No voy a ayudarte a lograr esto!
—Y lo decía en serio.
¿Ayudarles después de todo?
No, eso no va a pasar.
Sabía perfectamente lo que pasaba por la cabeza de Hubert.
El tiempo corría.
Justo cuando estaba a punto de colgar, la estridente voz de Vivian volvió a interrumpir.
—¿Qué clase de hija dice eso?
Sin sentido del deber familiar —¡qué ingrata!
Te lo he dicho antes, esta mocosa salvaje vino de quién sabe dónde, nació terca y sin respeto filial.
¡Deberías haberla cortado de tu vida hace tiempo!
Puse los ojos en blanco—.
¿Ya terminaste de despotricar?
—¡¿En serio no estás escuchando?!
—Hubert de nuevo.
Me burlé.
—Mira, ya he cumplido mi parte como hija escuchando tus tonterías.
¿Puedo colgar ahora?
Es tarde.
Si no duermo bien y arruino más tratos para ti, ¿cuántos más podrá Teodoro ayudar a cubrir?
Tan pronto como terminé, la línea se cortó con un clic fuerte.
Pero mira, no olvido las cosas fácilmente.
La basura que dijo Vivian no me pasó por alto—escuché cada palabra.
Ya que me llamaron irrespetuosa, bien, les mostraré lo irrespetuosa que puedo ser.
Terminé el resto de la sopa y salí al balcón, teléfono en mano.
El sol se estaba desvaneciendo.
El cielo estaba veteado de color, nubes brillando como si alguien hubiera derramado pintura, y algunos gansos volaban a lo lejos.
Miré hacia la puerta.
Dos guardaespaldas seguían plantados allí, vigilando como halcones en caso de que intentara escapar.
Dejé escapar un suspiro, saqué mi teléfono y llamé a Lucille.
Ella contestó en un instante.
—¿A qué viene ese suspiro, Natalia?
Su voz me devolvió a la realidad.
—Nada.
—Si hay algo que te preocupa, es mejor que me lo digas.
¡Lo resolveremos juntas!
—Sus palabras sonaron diferentes—¿por qué Hubert no podía hablarme así?
—En realidad, sí.
Necesito un favor.
Le conté todo sobre lo que estaba sucediendo con la familia Reynolds.
¿Mi objetivo?
Que filtrara todo el lío sobre los contratos interceptados.
Ni siquiera dudó—dijo que se encargaría.
Incluso añadió un «solo espera y mira el espectáculo».

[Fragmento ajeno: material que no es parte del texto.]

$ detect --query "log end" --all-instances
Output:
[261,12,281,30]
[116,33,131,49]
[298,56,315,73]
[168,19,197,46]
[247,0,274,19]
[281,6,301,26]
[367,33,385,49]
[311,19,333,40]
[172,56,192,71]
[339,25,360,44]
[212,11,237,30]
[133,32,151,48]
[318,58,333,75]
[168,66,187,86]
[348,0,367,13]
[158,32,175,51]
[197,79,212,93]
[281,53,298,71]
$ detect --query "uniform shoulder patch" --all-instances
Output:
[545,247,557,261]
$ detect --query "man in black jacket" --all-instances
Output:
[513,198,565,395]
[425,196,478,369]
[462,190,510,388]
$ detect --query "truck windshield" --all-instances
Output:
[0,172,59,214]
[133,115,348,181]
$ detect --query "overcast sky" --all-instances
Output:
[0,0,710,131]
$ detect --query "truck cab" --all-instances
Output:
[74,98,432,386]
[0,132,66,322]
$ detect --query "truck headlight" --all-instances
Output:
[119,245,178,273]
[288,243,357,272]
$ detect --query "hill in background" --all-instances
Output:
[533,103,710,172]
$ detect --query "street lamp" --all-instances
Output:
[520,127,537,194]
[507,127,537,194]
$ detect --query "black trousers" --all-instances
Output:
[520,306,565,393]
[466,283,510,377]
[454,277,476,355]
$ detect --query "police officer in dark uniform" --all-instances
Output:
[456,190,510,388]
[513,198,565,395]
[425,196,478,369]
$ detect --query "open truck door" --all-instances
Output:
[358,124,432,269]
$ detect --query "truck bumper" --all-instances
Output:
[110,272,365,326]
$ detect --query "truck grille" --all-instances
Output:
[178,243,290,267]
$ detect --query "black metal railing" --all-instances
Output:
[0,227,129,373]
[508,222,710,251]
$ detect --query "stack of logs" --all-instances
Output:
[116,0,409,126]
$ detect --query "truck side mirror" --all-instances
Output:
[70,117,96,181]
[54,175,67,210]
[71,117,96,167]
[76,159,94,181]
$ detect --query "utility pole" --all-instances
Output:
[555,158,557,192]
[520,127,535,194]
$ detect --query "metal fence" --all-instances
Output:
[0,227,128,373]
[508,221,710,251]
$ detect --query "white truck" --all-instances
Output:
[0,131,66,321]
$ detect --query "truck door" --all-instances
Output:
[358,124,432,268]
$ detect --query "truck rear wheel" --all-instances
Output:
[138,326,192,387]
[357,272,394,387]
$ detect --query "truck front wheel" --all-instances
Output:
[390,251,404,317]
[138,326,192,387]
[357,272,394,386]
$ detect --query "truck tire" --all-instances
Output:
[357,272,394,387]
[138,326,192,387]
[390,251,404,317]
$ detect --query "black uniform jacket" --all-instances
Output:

Unos días después, Lucille sacó a la luz todos los trapos sucios del Grupo Reynolds.
La noticia explotó, y la gente apostaba cuánto tiempo podrían mantenerse a flote.
No se suponía que se descontrolara tanto, pero ahora la empresa parecía estar en las últimas.
Las acciones no paraban de caer.
Mientras estaba sentada en el sofá viendo las noticias, no pude contener la pequeña sonrisa de suficiencia que se asomaba.